A video from PBS News Hour discusses the recent collapse of the Skagit River Bridge in Washington and includes a discussion of America’s declining infrastructure.
Public Intelligence
A recent version of the Department of Homeland Security’s National Risk Profile found that old and deteriorating infrastructure in the U.S. could pose significant risks to the nation and its economy. According to the profile’s findings, insufficient funding for inspection and maintenance of critical infrastructure throughout the U.S. could create wide-ranging problems as the nation’s infrastructure continues to age.
The National Risk Profile is an annual report produced by the DHS Homeland Infrastructure Threat and Risk Analysis Center detailing current threats to U.S. critical infrastructure. It is disseminated on a restricted basis to security professionals and infrastructure providers, which prevents the public from accessing its contents. However, the draft version of the 2011 National Risk Profile was posted online during the comment phase by the North American Electric Reliability Corporation, providing the only publicly-available glimpse of the report’s contents and structure.
Alongside pandemics and nuclear terrorism, the 2011 National Risk Profile lists “aging infrastructure” as having a “potentially significant impact” on the nation’s economy and security. The profile states that “unusable, ineffectual, and deteriorating critical infrastructure, as well as the potential for exploitation of these vulnerabilities, increase risk . . . due to the inadvertent introduction of flaws, reduced inspection and maintenance workforce, and insufficient investment.” This places the “entire United States” at risk from aging infrastructure that will eventually “affect all critical infrastructure sectors and ultimately reduce or erode their capacity and lifetimes in unexpected and unpredicted ways.”
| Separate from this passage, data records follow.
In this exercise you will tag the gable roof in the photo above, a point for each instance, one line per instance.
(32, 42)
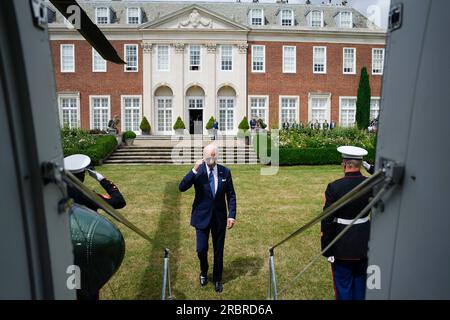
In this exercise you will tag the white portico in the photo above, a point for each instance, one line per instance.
(194, 67)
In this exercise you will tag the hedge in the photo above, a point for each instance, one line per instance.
(103, 147)
(315, 156)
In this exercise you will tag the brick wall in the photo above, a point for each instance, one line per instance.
(115, 82)
(275, 83)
The National Risk Profile describes how “age undermines the capacity and resilience of critical infrastructure” which can be exacerbated by “initial problems in design (as a number of bridge failures have shown), lack of maintenance of facilities, or failure to adapt to unusual and unanticipated environments, all of which can reduce the theoretical or design life expectancies of critical infrastructure.” The profile lists “reduced inspection and maintenance workforce” as well as “insufficient investment” as primary forces driving the increasing risk. Proper inspection and maintenance “should identify faulty mechanisms in complex machinery and other critical infrastructure elements that have ceased to function over time.” However, the inspection workforce that is supposed to find these faults in the nation’s infrastructure is itself “aging, retiring, or facing reductions due to lack of funding for salaries.” This creates an increasing risk as time goes on and inspections diminish, creating “fewer opportunities to find flaws, faults, and other vulnerabilities in the critical infrastructure.”
The 2013 Report Card for America’s Infrastructure issued by the American Society of Civil Engineers gives U.S. infrastructure a D+ grade, estimating that more than $3.6 trillion in investments are needed by 2020 to counteract declining conditions. According to the National Risk Profile, lack of maintenance to the nation’s aging infrastructure “will continue to result in occasional industrial disasters” with the rate of these disasters increasing if sufficient funding and resources are not allocated. The profile notes that citizens and politicians may simply accept this “inconvenience in the name of saving money”, though increasing loss of life from disasters and unpredictable repercussions of infrastructure failure will adversely affect other areas, including the economy, “potentially causing the United States to fall behind other countries and regions economically, particularly China and Europe.”